Chicago property tax bills going up 10 percent this year


Chicago property tax bills going up 10 percent this year

The average Chicago property tax bill is going up about 10 percent this year following City Hall and Chicago Public Schools tax hikes to pay for police, fire and teacher pensions, according to calculations released Tuesday by the Cook County clerk's office.

As a result, the owner of a city home determined to be worth $224,500 will pay nearly $4,000 in property taxes this year - an increase of about $363.

The news is slightly better in suburban Cook, where the average homeowner can expect to pay anywhere from 3.9 percent to 6.5 percent more, depending on where they live, County Clerk David Orr determined.

And it's a mixed bag for business property owners in the county. In Chicago, commercial parcels will see increases of about 9.3 percent, or $1,150 more for a property valued at $270,000. In suburban Cook, those bills are going down by about 4.2 percent in the north suburbs and up by about 3 percent in the south suburbs.
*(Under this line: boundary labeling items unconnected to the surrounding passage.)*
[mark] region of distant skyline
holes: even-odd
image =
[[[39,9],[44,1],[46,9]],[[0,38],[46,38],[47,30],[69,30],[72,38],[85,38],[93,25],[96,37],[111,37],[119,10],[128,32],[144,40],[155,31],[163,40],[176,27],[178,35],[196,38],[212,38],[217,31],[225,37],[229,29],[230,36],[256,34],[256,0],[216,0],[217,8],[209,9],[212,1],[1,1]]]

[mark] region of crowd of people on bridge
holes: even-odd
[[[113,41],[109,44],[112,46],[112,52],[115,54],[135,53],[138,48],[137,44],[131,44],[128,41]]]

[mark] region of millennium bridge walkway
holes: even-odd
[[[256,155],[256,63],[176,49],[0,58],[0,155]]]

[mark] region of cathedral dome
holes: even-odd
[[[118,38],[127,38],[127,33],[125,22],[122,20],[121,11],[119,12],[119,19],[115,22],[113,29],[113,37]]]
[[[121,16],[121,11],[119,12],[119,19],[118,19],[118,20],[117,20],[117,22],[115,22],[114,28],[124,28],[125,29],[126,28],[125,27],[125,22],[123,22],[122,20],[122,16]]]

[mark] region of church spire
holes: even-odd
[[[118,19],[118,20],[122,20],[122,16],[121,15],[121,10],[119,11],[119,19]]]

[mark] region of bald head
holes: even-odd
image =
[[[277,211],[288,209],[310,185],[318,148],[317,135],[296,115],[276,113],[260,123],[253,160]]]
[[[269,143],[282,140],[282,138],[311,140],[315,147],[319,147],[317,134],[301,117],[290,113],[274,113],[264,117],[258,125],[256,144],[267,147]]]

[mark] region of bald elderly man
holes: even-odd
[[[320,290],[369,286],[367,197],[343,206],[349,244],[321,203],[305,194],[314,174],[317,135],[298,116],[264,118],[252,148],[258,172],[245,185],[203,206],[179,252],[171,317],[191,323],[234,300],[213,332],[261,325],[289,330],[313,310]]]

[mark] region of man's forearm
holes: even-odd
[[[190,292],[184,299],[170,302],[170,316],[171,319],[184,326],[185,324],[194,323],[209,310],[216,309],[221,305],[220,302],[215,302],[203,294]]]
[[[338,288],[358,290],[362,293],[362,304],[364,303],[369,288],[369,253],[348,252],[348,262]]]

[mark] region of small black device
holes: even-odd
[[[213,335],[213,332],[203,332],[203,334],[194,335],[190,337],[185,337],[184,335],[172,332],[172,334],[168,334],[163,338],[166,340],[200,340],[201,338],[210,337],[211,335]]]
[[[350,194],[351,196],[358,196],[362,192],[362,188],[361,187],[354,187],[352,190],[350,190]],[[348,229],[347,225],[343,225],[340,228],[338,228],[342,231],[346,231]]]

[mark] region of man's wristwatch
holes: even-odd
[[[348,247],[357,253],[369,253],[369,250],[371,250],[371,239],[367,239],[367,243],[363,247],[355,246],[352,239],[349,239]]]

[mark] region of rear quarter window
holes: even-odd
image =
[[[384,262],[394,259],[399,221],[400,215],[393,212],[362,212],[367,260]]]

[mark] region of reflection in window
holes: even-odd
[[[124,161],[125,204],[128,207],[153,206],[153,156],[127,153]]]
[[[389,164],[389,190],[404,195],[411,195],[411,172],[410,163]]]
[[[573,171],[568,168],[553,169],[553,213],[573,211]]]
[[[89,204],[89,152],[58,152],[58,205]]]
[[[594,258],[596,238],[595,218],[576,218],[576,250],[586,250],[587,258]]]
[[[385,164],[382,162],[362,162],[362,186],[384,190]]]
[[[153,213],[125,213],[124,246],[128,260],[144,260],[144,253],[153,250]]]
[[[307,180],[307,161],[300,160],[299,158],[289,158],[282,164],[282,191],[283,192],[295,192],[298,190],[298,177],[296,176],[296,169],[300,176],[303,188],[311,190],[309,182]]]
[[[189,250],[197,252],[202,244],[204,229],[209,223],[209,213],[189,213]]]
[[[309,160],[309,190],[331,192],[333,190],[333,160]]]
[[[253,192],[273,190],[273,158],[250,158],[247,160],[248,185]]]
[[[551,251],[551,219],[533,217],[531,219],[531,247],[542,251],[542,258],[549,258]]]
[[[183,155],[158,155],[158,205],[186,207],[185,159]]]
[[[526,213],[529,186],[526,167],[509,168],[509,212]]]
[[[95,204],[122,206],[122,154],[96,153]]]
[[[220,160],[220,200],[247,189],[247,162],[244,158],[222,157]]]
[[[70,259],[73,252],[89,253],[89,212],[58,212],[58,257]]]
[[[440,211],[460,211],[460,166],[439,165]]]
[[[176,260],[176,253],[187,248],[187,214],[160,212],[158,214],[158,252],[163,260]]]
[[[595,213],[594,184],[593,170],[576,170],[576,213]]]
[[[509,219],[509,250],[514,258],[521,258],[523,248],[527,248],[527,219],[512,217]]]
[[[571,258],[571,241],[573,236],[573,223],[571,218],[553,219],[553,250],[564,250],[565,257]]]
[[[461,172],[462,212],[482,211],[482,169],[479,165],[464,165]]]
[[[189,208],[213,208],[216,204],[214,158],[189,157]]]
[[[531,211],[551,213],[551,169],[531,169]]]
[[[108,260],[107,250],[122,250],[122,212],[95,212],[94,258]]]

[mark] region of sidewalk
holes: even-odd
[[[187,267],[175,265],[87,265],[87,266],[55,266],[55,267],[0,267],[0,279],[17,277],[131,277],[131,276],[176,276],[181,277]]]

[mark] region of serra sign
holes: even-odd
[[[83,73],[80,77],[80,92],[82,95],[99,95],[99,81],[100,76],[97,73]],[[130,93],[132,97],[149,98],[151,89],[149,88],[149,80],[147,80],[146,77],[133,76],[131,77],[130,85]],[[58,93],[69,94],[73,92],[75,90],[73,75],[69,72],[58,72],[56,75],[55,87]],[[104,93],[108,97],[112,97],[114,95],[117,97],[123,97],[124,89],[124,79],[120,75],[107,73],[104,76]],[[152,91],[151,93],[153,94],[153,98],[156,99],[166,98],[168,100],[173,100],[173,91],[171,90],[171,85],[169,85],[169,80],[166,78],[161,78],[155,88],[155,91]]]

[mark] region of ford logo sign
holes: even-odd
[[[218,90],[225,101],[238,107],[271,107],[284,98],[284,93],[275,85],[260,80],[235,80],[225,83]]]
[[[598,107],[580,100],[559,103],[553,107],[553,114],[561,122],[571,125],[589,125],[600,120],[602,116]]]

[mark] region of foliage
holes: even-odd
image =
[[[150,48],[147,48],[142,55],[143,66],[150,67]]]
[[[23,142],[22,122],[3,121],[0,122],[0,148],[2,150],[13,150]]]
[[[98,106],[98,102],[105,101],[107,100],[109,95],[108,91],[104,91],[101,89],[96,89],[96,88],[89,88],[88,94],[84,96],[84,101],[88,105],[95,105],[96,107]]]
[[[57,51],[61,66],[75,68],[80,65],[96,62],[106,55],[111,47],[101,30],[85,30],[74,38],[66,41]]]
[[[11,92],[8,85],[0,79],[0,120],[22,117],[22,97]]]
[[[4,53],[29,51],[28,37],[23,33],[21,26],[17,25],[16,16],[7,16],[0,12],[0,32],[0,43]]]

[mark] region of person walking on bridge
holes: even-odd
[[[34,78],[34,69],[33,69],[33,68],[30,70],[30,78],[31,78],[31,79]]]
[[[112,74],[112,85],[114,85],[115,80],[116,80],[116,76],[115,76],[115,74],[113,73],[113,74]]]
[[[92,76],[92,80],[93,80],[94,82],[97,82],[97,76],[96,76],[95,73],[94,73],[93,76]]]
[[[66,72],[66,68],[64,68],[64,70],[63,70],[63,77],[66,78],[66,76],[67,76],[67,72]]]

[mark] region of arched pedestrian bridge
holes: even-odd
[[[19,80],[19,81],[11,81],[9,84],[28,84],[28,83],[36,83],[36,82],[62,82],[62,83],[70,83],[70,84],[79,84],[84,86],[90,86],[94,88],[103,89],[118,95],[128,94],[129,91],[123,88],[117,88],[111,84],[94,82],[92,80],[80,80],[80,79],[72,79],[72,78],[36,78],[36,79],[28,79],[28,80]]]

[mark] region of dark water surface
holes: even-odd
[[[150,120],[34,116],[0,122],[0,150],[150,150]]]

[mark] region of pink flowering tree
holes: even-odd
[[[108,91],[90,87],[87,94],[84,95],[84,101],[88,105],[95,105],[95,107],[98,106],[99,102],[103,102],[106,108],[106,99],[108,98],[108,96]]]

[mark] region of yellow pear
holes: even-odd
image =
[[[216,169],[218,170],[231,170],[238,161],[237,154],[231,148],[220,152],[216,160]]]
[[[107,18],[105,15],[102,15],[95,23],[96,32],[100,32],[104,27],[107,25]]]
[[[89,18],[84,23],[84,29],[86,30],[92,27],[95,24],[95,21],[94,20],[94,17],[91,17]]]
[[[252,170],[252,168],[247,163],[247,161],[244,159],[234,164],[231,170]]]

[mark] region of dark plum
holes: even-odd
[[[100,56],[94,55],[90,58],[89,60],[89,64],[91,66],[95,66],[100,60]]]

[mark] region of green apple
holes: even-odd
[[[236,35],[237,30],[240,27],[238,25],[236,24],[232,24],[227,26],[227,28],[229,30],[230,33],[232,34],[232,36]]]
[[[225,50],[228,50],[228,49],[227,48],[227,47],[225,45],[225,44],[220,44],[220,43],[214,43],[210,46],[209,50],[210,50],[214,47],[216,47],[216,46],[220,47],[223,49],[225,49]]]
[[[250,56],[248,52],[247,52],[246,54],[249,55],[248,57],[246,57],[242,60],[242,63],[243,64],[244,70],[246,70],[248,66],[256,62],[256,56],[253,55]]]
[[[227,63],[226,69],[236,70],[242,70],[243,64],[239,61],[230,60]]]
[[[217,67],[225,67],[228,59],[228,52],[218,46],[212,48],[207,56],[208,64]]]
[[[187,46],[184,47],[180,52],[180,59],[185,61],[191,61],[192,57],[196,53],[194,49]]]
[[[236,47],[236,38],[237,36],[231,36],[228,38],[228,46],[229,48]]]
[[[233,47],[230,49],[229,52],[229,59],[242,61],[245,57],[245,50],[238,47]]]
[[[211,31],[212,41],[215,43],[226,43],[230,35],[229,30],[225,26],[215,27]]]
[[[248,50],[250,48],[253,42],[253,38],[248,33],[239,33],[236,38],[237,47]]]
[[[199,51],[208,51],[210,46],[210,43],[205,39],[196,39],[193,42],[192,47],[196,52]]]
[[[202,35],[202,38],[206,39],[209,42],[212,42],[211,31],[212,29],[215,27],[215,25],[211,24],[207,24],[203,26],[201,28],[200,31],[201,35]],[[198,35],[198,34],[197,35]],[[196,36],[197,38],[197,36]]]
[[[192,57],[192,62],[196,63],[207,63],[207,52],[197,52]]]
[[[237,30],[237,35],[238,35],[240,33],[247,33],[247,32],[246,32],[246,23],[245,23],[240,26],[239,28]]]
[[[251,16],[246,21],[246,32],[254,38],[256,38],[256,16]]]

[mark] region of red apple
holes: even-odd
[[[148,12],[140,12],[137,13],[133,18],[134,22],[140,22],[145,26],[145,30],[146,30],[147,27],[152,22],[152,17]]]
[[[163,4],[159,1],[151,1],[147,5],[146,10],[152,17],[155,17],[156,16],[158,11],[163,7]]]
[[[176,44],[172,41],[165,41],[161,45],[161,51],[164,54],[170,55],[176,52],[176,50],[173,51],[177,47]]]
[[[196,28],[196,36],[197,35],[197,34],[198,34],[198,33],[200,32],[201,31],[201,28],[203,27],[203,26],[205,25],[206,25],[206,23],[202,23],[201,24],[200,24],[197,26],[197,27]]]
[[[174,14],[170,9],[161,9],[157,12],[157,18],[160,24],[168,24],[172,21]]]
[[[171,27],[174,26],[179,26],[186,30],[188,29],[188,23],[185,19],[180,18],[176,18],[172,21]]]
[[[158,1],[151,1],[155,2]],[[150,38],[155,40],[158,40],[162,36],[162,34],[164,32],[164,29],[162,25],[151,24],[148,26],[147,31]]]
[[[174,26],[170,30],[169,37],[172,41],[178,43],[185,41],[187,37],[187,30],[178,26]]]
While city property owners have complained long and loudly about their tax bills, they still by and large pay less in property taxes than their suburban Cook and collar county counterparts for homes with the same market value. The tax rate in Chicago remains lower than in the vast majority of suburbs, according to Tribune data.

The increases will be reflected on the second installment of Cook County property tax bills, which Treasurer Maria Pappas said would be mailed out at the end of this month with an Aug. 1 due date. The first-installment bills were due March 1.

In Chicago, the story continues to be the impact of property tax hikes that Mayor Rahm Emanuel pushed through the City Council and his hand-picked Chicago Board of Education.